Na manhã desta segunda-feira (8/3), uma tartaruga marinha morta da espécie oliva (Lepidochelys olivacea) foi encontrada por pescadores na Praia do Araçagi, próximo ao posto do Grupamento Marítimo do Corpo de Bombeiros. O quelônio já estava em decomposição e foi encaminhado ao Centro de Triagem de Animais Silvestres do Ibama, onde foi enterrado. O aviso do encalhe foi feito pela Secretaria de Meio Ambiente do município de São José de Ribamar.

Essa é a quarta tartaruga encontrada na orla de São Luís de janeiro até os primeiros dias de março, sendo que três foram resgatadas vivas e duas não resistiram aos ferimentos. Uma das causas possíveis para os danos foi a interação com redes de pesca. Só uma das tartarugas encalhadas este ano nas praias da capital maranhense sobreviveu: é um exemplar da espécie cabeçuda (Caretta caretta) que está em tratamento no Cetas/Ibama-MA. A necropsia de um dos animais mortos revelou uma grande quantidade de fragmentos de plástico no seu estômago.
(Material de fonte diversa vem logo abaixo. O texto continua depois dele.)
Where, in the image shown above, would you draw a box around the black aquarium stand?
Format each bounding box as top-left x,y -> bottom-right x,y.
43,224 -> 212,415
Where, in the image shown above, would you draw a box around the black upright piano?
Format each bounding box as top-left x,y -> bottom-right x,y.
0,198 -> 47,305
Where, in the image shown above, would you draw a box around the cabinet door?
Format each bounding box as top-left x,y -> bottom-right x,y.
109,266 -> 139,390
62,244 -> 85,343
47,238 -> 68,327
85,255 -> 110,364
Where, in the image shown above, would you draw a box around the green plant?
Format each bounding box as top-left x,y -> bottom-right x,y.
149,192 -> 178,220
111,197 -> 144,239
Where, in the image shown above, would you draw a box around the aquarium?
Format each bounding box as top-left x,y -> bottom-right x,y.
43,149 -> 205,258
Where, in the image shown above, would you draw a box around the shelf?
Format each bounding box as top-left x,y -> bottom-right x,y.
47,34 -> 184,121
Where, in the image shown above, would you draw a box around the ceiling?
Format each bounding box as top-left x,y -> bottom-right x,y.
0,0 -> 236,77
De acordo com informações apuradas pela TV Mirante, ao encontrarem a tartaruga, os pescadores pediram que um gari, que estava trabalhando na limpeza da praia nessa manhã, transportasse o réptil até o posto do Corpo de Bombeiros, de onde posteriormente foi removido pelos técnicos do Núcleo de Fauna da Superintendência do Ibama no Maranhão.

A oliva é a menor de todas as tartarugas marinhas presentes no litoral brasileiro, medindo cerca de 60 centímetros e pesando em torno de 65 quilos. Sua carapaça é de cor cinza esverdeada, daí o seu nome. No litoral de Sergipe existe hoje a maior concentração de indivíduos dessa espécie no Brasil desovando. Já a tartaruga cabeçuda tem a cabeça proporcionalmente maior que a das outras espécies, chegando a medir 25 centímetros. É a que faz maior número de desovas no litoral, tem o dorso marrom e o ventre amarelado. Seu casco mede aproximadamente um metro e pesa cerca de 150 quilos, embora alguns exemplares cheguem a 250 quilos. Para desovar procura preferencialmente as praias ao norte do Rio de Janeiro, especialmente as do Espírito Santo, Bahia e Sergipe.